Cependant, dans beaucoup de cas, il est important de se rendre sur les sites de projets par exemple, en particulier en dehors de l’UE pour effectuer correctement notre supervision et collaborer avec les communautés touchées. Nous avons essayé d’utiliser des images satellites et des visites virtuelles, mais une surveillance entièrement à distance demeure compliquée.

Au bureau, nous avons dû faire attention à notre utilisation d’énergie, de papier et d’eau. Je pense qu’il est primordial de sensibiliser le personnel. De plus en plus, mes collègues vont au travail à vélo ou prennent les transports en commun, qui sont gratuits au Luxembourg.

 

Que peuvent faire les citoyens européens pour soutenir les objectifs de la BEI?

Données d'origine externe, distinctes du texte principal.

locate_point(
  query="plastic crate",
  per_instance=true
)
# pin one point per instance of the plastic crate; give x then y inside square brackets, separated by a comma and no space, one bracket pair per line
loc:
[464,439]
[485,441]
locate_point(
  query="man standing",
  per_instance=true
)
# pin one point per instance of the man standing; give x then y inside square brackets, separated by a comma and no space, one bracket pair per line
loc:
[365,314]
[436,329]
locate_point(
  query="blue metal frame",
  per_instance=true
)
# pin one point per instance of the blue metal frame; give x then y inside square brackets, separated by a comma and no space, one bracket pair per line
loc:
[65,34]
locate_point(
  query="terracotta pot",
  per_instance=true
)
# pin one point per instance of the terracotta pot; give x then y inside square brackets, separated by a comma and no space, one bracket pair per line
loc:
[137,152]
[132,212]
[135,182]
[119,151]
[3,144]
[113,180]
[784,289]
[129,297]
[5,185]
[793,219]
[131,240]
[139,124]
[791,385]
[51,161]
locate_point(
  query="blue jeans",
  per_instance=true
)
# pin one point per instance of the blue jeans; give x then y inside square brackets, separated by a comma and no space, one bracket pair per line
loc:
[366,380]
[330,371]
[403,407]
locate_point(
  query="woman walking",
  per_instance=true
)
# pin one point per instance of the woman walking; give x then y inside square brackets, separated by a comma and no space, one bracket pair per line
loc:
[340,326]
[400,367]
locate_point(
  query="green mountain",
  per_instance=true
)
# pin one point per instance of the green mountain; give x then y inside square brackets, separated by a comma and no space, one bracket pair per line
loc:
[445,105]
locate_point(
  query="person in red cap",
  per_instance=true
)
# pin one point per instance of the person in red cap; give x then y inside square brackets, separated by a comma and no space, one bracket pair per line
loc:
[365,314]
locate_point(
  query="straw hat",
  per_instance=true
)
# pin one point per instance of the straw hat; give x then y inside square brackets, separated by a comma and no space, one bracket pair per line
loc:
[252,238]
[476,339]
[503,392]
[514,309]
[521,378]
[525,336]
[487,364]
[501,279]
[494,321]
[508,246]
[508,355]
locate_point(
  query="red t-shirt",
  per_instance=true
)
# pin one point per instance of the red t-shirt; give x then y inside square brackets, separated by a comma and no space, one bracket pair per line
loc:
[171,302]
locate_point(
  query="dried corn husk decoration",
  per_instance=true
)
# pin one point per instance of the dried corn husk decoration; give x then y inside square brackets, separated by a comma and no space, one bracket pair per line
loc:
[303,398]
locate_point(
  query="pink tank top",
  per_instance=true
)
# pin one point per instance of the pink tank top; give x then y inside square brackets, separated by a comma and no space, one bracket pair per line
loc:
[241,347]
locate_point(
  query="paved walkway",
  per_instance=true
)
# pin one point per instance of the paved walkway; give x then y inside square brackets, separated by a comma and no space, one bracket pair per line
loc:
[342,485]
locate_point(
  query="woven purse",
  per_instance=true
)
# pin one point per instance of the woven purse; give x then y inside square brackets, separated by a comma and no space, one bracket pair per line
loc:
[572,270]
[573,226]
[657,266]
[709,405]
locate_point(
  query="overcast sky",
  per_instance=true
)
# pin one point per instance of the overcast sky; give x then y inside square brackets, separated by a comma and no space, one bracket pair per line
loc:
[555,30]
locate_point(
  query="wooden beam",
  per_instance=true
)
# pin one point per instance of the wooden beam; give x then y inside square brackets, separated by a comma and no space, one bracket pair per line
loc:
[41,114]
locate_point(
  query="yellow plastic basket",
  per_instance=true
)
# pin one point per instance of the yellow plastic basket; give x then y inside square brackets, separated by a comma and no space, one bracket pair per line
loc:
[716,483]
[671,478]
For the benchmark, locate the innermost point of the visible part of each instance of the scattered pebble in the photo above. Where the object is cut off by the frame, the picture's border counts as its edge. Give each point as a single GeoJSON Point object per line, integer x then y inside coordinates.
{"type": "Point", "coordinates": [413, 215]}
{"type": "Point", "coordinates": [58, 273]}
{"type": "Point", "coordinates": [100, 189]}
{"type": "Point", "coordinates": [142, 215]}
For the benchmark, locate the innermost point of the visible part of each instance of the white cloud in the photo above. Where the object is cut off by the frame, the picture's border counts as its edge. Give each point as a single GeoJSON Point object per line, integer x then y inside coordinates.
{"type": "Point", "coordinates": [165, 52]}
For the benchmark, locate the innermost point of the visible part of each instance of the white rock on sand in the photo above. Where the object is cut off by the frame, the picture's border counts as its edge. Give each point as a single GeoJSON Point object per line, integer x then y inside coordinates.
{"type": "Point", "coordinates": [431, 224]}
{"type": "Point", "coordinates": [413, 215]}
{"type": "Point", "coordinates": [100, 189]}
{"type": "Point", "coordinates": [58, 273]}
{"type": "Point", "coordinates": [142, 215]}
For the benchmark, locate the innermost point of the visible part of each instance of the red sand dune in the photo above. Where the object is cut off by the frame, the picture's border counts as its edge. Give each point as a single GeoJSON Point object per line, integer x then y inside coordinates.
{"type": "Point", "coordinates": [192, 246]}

Les citoyens devraient toujours nous demander des comptes sur nos objectifs, nos politiques et notre travail, par exemple par l'intermédiaire du Parlement européen ou d'organisations de la société civile avec lesquels la banque entretient un dialogue constructif sur de nombreux sujets.

Ce qui est peut-être encore plus important, c'est que les citoyens s'engagent aux niveaux national et local, car le financement de la Banque est stimulé par la demande de nouveaux projets et initiatives. Augmenter cette demande requiert une collaboration avec les gouvernements nationaux pour s’assurer de la création d’un environnement propice pour permettre à la BEI de soutenir les secteurs publics et privés dans la mise en œuvre du pacte vert pour l’Europe.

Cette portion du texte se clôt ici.